Watch the Salmon episode of “Superabundant”
In the “Superabundant” garden this week
After the recent heat wave, it’s a miracle that there’s anything besides scorched earth in the garden this week, but the deep soaks we gave the soil every morning seem to have staved off the sunburn — the cucumbers, summer squash and Pineapple tomatoes are THRIVING. We finally yanked the sweet peas (not before saving the seeds for next year’s bouquets) and collected the lovage seed for adding to homemade Bloody Mary mix and our take on Old Bay seasoning (we call it New Bae). We harvested the last of the peaches and put up tons of spiced peach jam (plus baked a few cobblers and the frangipane cake for this week’s recipe).
Good things in markets
The Rainier cherries may be on their way out — grab some while you can! — but peaches are still in their prime. The Sweet Sue Too variety that Baird Family Orchards grows are as big as your head without sacrificing a single molecule of flavor. It is high melon season! Look for ultra-sweet watermelons at Walchli Farms in Hermiston (the largest melon grower in the Pacific Northwest) and exquisite Charentais cantaloupe from Gathering Together Farm in Philomath. Blackberries are still at their peak, in alleys and in markets. Green (and purple and yellow) pole beans are crisp and sweet as ever, and we finally have sweet local corn fresh for the shucking. Look for fat eggplants, heirloom zucchini and Italian peppers like Jimmy Nardello for grilling and marinating in herby oil and pomegranate molasses, and stash them in the fridge for sandwiches in the next heat wave.

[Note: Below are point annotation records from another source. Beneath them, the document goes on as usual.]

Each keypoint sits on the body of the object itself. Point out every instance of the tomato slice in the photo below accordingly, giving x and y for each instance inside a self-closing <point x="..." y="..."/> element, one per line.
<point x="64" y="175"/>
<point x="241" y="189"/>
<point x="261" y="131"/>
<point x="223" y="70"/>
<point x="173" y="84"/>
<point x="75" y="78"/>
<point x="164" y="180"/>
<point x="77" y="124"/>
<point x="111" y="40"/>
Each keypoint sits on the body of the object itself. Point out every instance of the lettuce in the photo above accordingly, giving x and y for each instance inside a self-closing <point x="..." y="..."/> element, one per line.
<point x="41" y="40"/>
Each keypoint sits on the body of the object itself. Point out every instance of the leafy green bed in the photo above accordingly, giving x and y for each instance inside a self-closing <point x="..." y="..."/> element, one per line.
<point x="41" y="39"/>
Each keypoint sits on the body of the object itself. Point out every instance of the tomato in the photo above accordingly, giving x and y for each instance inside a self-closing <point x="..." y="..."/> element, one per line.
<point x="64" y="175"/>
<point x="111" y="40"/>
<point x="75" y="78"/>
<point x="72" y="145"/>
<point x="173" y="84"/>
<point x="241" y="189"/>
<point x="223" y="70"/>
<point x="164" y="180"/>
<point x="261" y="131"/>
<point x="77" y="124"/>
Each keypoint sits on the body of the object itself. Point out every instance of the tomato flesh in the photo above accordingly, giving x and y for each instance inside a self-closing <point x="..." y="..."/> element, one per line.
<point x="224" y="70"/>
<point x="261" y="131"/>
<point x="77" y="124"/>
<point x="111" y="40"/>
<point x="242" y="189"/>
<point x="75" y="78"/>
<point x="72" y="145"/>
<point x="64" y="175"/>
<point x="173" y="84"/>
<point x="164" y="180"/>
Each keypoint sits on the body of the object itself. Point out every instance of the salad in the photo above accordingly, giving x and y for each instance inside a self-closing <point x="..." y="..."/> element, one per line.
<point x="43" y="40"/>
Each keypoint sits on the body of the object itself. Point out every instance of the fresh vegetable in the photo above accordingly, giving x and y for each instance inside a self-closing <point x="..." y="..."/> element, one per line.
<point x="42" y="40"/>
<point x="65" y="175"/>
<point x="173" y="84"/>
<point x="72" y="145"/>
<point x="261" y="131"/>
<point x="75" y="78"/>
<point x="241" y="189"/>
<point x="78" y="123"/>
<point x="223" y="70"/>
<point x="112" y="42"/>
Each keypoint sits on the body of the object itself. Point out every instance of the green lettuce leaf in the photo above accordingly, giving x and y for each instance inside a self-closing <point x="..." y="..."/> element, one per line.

Recipe: Peach frangipane cake
If you thought the aroma of a peach couldn’t be more intoxicating, just wait until you smell peaches surrounded by sweet, buttery almond cream as they bake into a chewy, amaretti-like cake. The Redhaven peaches in the “Superabundant” garden have skin that slips away like a silk stocking without needing a plunge in boiling water, but to remove the skin from other varieties, cut a small X in the bottom of the peach, dunk them in boiling water for 30 seconds and then transfer them directly to an ice water bath. The skins should cooperate in coming away from the flesh. Though the fuzz on the peach can make the fruit somewhat unpleasant to bite into, like the trichomes on succulents like panda plant (Kalanchoe tomentosa) and old man cactus (Cephalocereus senilis) the fine hairs are there to reduce moisture loss. Serves 8-12.
Ingredients
1 stick (½ cup) unsalted butter, softened
1 cup + 2 tbsp sugar, divided
3 large eggs
1 tsp almond extract
1 cup fine almond meal
1 cup AP flour
1 tsp fine sea salt
1 tsp baking powder
1 tsp baking soda
½ tsp freshly ground nutmeg
2-3 large peaches, peeled, pitted and thinly sliced (about 2 cups)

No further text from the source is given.